Outside work, Adam likes travel and reading, and sometimes reading about travel.
Adam in front of the North Korean border after the IRMMW/THz conference in Busan, South Korea
Tyrone Jones - Senior Product Engineer
Tyrone read Electrical and Electronic Engineering at the University of Glamorgan gaining a B.Sc.(Hons) in 2000. He then worked as a Research Associate in Cardiff School of Engineering for several years in the fields of microelectronics and microfabrication, before joining QMC Instruments Ltd. in 2004. Tyrone enjoys reading, walking and DIY.
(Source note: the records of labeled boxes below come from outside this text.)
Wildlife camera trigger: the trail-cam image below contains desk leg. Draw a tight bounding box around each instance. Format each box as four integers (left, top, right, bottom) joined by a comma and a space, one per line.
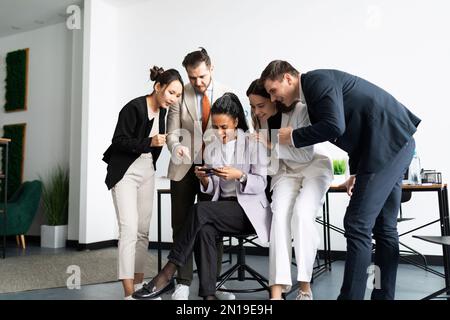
322, 203, 328, 269
438, 186, 450, 294
2, 144, 9, 259
157, 191, 162, 272
325, 192, 331, 271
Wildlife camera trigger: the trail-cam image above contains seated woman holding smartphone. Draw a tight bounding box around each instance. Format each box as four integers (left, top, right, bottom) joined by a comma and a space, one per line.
133, 93, 272, 300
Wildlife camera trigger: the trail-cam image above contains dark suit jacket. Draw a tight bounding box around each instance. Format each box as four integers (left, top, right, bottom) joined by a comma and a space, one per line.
103, 96, 166, 189
292, 70, 421, 174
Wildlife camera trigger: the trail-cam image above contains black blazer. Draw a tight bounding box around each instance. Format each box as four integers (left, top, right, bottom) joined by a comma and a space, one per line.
292, 70, 421, 174
103, 96, 166, 189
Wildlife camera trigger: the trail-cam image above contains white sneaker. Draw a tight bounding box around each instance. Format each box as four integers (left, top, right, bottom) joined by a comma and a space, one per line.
134, 282, 145, 291
123, 295, 161, 300
295, 290, 313, 300
172, 284, 189, 300
216, 282, 236, 300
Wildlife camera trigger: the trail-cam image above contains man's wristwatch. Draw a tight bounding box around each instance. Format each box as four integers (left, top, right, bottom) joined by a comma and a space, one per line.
239, 173, 247, 183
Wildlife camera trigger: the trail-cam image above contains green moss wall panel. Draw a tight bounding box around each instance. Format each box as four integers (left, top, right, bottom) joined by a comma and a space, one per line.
5, 49, 29, 112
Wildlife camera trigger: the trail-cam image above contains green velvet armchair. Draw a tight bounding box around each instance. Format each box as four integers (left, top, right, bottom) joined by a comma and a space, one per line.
0, 180, 42, 249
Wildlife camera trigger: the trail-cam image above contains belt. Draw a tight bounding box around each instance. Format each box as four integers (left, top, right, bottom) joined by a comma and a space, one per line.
219, 197, 237, 201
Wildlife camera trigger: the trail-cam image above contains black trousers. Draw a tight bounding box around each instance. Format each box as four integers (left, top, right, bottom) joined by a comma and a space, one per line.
168, 201, 255, 297
170, 165, 223, 286
338, 138, 415, 300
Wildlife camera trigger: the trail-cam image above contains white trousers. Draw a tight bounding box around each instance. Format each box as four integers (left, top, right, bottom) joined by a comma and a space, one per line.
111, 153, 155, 280
269, 174, 330, 291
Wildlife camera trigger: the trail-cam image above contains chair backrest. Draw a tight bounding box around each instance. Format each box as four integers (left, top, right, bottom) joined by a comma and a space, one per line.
401, 190, 412, 203
0, 180, 42, 235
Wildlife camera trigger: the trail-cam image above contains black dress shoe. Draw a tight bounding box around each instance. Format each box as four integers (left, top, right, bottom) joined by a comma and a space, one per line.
133, 278, 175, 300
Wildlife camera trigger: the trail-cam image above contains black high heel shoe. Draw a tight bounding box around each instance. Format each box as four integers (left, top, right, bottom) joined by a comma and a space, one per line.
133, 278, 175, 300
Tyrone (right) and his wife Carrie attending the conference banquet at IRMMWTHz2007, Cardiff
Tyrone about to embark on a leisurely run
James Cox – Systems Engineer
James read Physics at Loughborough University gaining a B.Sc.(Hons) in 2001. He then studied for a M.Sc in Radio Astronomy at Jodrell Bank Observatory before beginning a Ph.D in Astrophysics in the School of Physics and Astronomy at Cardiff University in 2003. During the course of his degree he used QMC cryostats and filters while working on THUMPER, a 200 micron photometer, In March 2005 THUMPER made observations of Jupiter and Mars using the James Clark Maxwell Telescope. He completed his thesis in August 2007 and spent a year teaching and researching before starting work for QMC Instruments Ltd. in August 2008.
James pictured in the QMC labs in Cardiff
Though several fitness and co-ordination issues have prevented James from actually playing cricket, he follows it keenly on the radio, much to the annoyance of his colleagues. James enjoys reading, jogging and attending the gym.